Department of Biostatistics.
Division of Nutrition, St John's Research Institute, St. John's National Academy of Health Sciences, Bangalore, India.
J Nutr. 2019 Mar 1;149(3):366-371. doi: 10.1093/jn/nxy283.
Anemia in Indian women continues to be highly prevalent, and is thought to be due to low dietary iron content. The high risk of dietary iron deficiency is based on the Indian Council of Medical Research recommendation of 21 mg/d, but there is a need for a secure and transparent determination of the Estimated Average Requirement (EAR) of iron in this population. In nonpregnant, nonlactating women of reproductive age (WRA), the EAR of iron was determined to be 15 mg/d. Applying this value to daily iron intakes among WRA in nationally representative Indian state-based data showed that the median risk of dietary iron deficiency was lower than previously thought (65%; IQR: 48-78%), with considerable heterogeneity between states (range: 25-93%). However, in a validation, this risk matched the risk of iron deficiency as defined by blood biomarkers in a recently completed survey. When the risk of dietary iron deficiency was modelled for an increase in iron intake through food fortification of a single dietary staple, that provided 10 mg/d, the median risk reduced substantially (from 65% to 20%), and it virtually disappeared when supplementary iron intakes through the national iron supplementation program were considered. The risk of exceeding the tolerable upper level (TUL) of intake of iron remains low in the population when receiving fortification of 10 mg/d, but is much higher if they consume greater amounts of iron through supplements (range: 0-54%). This newly and transparently defined Indian EAR of iron should be used to evaluate, with precision, the benefits and risks of iron fortification and supplementation policies.

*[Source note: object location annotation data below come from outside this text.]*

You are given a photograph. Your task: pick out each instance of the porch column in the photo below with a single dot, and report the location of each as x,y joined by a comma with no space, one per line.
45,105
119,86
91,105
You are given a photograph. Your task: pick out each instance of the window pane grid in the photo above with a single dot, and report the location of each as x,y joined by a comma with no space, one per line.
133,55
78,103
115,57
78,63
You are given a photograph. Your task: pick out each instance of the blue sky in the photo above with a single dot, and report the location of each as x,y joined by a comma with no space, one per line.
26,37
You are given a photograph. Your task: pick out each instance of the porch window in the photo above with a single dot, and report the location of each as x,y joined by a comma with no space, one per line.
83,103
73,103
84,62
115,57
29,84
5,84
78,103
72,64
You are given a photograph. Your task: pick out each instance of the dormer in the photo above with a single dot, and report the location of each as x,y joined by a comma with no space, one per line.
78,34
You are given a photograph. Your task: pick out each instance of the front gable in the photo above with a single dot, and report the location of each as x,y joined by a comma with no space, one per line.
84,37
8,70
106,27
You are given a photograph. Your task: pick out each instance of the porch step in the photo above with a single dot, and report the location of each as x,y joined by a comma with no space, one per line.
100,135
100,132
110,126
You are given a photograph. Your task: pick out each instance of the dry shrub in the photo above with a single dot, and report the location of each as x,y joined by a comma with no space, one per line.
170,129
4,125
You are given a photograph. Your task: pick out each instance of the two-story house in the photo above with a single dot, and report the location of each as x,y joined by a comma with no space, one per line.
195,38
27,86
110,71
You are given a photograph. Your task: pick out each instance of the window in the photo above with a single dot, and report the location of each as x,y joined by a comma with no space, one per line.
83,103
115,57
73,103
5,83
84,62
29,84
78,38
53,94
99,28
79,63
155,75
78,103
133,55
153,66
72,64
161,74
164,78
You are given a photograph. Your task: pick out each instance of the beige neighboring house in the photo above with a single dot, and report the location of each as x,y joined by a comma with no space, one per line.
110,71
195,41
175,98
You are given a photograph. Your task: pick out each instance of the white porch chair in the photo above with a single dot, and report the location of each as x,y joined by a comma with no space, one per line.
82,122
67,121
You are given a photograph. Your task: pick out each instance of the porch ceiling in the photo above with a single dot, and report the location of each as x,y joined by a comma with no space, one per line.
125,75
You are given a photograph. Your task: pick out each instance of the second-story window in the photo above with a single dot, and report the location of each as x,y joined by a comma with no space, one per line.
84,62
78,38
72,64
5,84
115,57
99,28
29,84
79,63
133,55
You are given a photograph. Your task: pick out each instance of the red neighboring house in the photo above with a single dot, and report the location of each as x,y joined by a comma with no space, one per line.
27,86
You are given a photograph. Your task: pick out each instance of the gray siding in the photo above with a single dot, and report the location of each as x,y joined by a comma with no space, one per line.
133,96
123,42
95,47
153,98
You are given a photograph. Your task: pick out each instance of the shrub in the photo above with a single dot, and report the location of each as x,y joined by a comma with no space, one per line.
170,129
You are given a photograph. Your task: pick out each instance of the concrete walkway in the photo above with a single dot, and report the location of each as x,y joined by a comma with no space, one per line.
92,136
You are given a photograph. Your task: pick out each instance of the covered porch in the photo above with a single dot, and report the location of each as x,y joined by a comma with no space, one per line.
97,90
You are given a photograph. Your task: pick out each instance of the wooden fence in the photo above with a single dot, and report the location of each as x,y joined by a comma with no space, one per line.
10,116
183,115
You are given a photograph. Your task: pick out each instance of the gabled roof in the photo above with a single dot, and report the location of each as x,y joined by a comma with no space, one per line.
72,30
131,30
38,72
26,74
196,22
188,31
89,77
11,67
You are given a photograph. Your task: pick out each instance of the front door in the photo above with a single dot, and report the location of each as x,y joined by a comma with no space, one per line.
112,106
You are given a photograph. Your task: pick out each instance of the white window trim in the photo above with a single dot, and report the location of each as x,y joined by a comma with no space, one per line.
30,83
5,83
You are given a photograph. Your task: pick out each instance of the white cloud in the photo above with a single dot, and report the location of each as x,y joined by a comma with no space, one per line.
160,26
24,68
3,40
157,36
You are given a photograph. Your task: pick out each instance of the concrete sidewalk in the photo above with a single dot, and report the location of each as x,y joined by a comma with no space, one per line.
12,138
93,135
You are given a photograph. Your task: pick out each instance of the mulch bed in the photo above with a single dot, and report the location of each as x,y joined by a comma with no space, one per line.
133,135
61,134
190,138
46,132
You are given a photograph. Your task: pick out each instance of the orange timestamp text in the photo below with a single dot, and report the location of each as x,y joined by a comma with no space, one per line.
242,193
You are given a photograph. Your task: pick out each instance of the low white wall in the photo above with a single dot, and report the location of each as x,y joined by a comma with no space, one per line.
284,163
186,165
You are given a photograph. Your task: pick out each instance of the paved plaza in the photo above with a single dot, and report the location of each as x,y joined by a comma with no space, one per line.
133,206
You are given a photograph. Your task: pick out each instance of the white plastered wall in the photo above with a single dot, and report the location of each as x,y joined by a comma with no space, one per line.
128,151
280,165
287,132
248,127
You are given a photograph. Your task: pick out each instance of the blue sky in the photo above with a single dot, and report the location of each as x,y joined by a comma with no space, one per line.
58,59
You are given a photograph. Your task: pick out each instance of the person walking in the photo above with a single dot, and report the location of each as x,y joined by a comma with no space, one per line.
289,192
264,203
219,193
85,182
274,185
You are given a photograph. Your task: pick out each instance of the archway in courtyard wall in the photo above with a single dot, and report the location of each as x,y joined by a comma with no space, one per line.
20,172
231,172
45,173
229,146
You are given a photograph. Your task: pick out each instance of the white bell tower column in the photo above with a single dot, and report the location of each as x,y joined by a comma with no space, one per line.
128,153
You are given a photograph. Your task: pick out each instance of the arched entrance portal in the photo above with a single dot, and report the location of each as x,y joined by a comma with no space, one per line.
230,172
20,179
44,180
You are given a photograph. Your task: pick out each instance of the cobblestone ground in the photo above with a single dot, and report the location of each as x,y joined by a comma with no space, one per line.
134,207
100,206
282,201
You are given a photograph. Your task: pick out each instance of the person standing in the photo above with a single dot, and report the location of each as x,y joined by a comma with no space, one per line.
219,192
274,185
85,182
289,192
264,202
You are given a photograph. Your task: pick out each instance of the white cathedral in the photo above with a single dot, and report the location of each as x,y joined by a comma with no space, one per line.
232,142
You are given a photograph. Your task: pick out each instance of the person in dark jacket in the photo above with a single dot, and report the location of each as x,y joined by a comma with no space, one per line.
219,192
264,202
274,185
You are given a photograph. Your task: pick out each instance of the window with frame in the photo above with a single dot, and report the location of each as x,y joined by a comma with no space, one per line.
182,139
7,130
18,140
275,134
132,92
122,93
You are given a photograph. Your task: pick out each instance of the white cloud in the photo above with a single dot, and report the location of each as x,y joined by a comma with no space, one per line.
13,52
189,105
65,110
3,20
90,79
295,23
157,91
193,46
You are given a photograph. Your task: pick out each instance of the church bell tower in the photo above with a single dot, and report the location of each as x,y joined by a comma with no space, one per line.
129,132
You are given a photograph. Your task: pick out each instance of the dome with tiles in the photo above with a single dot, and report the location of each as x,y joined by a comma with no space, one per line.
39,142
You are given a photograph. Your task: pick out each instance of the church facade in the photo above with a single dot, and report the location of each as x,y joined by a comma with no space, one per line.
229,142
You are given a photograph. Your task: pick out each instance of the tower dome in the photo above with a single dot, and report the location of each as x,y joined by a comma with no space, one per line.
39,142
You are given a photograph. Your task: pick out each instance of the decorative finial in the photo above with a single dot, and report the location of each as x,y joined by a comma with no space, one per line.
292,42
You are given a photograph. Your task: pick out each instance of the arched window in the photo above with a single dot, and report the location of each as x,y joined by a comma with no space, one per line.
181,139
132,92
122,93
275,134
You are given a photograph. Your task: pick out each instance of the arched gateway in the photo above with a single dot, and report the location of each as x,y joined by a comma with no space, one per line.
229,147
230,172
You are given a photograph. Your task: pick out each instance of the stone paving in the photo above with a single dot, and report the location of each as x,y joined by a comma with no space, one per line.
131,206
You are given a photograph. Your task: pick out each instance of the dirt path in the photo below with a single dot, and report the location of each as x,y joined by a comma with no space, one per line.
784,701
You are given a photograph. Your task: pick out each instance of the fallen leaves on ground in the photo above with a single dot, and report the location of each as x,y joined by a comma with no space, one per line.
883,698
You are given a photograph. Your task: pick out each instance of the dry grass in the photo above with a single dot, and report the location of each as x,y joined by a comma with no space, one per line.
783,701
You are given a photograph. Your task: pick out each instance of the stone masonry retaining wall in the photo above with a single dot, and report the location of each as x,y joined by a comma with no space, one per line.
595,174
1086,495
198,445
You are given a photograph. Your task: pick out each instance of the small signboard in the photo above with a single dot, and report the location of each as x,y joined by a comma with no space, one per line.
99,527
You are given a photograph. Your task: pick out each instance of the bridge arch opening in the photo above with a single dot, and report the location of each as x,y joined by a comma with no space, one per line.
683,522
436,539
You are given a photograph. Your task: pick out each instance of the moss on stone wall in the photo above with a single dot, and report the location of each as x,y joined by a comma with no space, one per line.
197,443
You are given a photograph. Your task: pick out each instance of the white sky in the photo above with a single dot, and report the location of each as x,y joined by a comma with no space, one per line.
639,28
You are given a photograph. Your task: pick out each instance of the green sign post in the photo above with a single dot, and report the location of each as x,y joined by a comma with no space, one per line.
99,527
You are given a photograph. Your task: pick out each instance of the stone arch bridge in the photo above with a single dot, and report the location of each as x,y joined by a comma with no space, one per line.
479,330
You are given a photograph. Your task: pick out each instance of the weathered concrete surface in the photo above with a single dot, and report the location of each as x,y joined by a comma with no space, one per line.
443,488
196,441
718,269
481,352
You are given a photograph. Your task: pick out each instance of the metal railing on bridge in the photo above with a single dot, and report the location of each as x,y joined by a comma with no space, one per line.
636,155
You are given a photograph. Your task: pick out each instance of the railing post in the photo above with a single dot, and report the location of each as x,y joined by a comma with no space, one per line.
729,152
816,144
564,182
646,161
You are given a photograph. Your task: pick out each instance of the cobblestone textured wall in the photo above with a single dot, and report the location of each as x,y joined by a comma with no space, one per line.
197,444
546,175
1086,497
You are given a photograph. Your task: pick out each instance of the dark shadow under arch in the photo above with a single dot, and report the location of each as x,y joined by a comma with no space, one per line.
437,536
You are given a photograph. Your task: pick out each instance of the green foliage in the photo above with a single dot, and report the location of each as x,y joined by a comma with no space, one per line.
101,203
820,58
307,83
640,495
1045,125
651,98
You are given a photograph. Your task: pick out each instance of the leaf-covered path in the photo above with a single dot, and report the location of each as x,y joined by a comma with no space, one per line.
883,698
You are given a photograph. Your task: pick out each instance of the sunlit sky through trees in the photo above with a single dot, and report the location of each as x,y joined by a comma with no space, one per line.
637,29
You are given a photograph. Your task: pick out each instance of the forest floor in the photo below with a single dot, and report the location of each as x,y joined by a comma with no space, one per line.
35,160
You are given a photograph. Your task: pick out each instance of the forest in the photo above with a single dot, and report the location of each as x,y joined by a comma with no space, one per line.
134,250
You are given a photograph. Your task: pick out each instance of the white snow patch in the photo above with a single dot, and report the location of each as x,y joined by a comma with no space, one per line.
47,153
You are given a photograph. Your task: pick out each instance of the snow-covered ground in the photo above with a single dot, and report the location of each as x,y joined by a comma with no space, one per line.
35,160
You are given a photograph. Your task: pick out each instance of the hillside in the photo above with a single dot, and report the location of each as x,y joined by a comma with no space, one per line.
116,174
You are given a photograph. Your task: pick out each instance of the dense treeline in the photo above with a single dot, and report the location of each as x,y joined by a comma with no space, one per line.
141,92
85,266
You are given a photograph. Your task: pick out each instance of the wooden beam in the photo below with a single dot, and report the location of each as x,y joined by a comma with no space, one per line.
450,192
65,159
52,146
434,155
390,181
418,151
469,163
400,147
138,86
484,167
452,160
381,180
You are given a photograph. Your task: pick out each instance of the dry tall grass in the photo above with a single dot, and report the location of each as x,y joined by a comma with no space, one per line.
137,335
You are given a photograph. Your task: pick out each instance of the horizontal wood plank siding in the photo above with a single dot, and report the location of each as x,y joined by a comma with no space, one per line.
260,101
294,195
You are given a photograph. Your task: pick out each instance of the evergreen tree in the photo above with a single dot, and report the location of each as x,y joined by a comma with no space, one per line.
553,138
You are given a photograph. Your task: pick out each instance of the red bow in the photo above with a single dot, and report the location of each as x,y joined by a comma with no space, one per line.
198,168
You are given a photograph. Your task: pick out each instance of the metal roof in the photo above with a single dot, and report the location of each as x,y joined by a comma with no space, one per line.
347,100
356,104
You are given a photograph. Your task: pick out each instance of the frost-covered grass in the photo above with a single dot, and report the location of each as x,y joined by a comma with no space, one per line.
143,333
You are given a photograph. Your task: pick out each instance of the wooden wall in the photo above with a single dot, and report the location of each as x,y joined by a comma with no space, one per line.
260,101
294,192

印度女性的贫血问题仍然非常普遍,据认为这是由于饮食中铁含量低所致。饮食中铁缺乏的高风险是基于印度医学研究理事会推荐的 21 毫克/天,但需要对该人群中铁的估计平均需求量(EAR)进行安全透明的确定。在非妊娠、非哺乳期的育龄妇女(WRA)中,铁的 EAR 被确定为 15 毫克/天。将这一数值应用于印度国家代表性数据中 WRA 的日常铁摄入量,结果表明,饮食中铁缺乏的风险低于先前认为的(65%;IQR:48-78%),各州之间存在很大的异质性(范围:25-93%)。然而,在一项验证中,这种风险与最近完成的一项调查中血液生物标志物定义的铁缺乏风险相匹配。当通过对单一膳食主食进行食物强化来增加铁摄入量来模拟饮食中铁缺乏的风险时,风险显著降低(从 65%降至 20%),而当考虑国家铁补充计划的补充铁摄入量时,这种风险几乎消失。当接受 10 毫克/天的强化时,人群中摄入铁的可耐受上限(TUL)的风险仍然很低,但如果通过补充剂摄入更多的铁(范围:0-54%),则风险会大大增加。这种新的、透明定义的印度铁 EAR 应该用于精确评估铁强化和补充政策的益处和风险。